The light of day had mostly gone, and the storm was dying away, but it was raining harder than ever and the clouds were still thick and black. The light was gone from the sky, but by some freak chance of the air, things – all things – appeared to glow with their own luminosity. The black sky hung over everything, and everything was visible in immense detail, from the fingers of spray down the side of the boat to the tiniest pebbles at his side. He could even read the name of the boat: Jeannette. All the stones, every single one in the steep beach below him, and each tiny ripple on the tossing black-green sea, were outlined with a weird clarity in black and silver and deep green.
He breathed in deeply, and turned his face up to the pouring sky, partly in prayer and partly in a deep excitement that things were happening. At the very same instant, when he had his eyes closed, he knew with absolute certainty that someone had appeared from nowhere and sat down beside him.
He brought his head down nervously, and looked to his left – and yes, there was a figure there, seated just a yard to his left. He wasn’t sure, in that first few seconds, if the figure was male or female. The light, strange as it was, was clear enough, but there was a subtle ambiguity about the way he or she was sitting – or something, perhaps, in the face – at any rate, his first thought was, “Where the devil has she appeared from?”
Now it was clearly a girl; how could he have wondered?
“How long’s she been following me?” he thought.

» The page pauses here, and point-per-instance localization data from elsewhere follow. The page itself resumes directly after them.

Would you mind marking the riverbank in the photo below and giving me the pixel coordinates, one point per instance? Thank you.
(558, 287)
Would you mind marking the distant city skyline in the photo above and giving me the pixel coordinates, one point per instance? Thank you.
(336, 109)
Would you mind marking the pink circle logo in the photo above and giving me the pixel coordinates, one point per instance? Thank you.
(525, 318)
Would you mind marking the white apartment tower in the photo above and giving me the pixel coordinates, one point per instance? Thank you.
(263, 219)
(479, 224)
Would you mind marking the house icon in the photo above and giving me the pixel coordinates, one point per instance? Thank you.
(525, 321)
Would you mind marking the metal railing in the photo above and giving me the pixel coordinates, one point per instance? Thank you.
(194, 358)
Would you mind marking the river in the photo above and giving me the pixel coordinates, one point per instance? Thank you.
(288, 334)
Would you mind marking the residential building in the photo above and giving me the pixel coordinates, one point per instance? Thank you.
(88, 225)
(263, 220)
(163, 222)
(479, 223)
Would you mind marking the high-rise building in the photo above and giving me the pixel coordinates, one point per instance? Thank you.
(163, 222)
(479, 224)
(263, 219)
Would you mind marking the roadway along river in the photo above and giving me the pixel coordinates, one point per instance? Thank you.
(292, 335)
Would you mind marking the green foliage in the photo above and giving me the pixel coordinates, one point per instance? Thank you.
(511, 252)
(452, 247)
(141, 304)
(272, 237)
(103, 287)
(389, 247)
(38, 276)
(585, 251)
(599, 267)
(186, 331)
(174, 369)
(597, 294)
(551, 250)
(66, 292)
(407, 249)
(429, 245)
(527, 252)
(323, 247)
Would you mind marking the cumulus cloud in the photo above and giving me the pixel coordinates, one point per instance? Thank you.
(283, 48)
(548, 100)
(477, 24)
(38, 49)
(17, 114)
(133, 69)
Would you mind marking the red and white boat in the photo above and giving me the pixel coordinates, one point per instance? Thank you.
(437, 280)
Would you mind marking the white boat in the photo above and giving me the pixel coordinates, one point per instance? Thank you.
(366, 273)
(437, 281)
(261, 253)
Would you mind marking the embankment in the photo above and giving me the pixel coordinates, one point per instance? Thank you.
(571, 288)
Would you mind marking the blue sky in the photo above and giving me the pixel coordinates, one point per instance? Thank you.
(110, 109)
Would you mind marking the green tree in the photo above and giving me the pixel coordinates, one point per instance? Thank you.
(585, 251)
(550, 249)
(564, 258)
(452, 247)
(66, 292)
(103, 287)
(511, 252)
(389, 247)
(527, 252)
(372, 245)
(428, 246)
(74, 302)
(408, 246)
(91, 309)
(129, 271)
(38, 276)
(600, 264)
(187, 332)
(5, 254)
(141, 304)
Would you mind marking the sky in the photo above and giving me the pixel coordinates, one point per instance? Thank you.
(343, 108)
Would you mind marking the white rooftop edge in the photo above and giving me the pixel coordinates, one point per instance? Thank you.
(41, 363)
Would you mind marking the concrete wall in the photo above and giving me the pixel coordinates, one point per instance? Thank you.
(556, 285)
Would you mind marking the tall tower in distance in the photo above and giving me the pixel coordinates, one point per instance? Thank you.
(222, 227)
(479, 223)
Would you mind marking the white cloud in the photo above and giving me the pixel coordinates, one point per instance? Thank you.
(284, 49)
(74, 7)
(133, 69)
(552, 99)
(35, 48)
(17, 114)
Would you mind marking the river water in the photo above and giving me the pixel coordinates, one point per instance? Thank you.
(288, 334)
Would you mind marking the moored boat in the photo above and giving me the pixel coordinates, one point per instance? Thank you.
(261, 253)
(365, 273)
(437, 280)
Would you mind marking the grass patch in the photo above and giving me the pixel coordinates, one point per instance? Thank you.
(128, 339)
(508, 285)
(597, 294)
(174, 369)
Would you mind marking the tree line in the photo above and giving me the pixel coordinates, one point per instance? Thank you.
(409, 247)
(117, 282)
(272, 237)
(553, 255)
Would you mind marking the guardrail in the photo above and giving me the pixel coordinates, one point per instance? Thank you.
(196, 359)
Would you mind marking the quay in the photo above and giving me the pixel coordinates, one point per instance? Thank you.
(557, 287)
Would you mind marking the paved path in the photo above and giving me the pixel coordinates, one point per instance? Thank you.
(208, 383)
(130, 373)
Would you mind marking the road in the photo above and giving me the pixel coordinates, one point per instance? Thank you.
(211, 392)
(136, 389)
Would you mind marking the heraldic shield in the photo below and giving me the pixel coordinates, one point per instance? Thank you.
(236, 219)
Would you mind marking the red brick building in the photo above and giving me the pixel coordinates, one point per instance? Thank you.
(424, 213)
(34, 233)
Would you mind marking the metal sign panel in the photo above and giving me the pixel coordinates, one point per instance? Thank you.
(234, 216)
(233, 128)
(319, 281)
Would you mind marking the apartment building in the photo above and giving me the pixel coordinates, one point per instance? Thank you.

She was extraordinarily beautiful. The slight boyishness which had made him unsure of her sex was at a second glance one of her best features; it made her slim, and it made her look tough and challenging. Her hair was dark – he couldn’t be sure of the colour – and about as long as his own, and thick and wavy. The wind off the sea blew it round and forward on both sides of her face, which was isolated in darkness. Her eyes were dark and heavy-lidded. Her nose was firm and very slightly Roman, with proud and finely arched nostrils. Her cheekbones were high and wide and her cheeks pale, the skin drawn tightly over them. Her jaws were clenched and her chin seemed to be trembling. Her mouth was wide; the upper lip was full, and curved proudly like a lion’s. There was little or nothing of ordinary femininity in her face – no submissiveness or passivity, no gentle weakness, but a harshness and strength that roused Matthew to a pitch of excitement and which he seemed in an obscure unconscious way to recognise and greet like an old friend. Her expression in one way was disconcertingly familiar; and in another, it overawed him; it was open, and rapt, and trembling, as if she were staring out over abysses of revelation, and there was such passionate conviction in the way in which she looked not at, so much as through and around Matthew that the very solidity of the earth beneath him seemed suddenly false and perilous.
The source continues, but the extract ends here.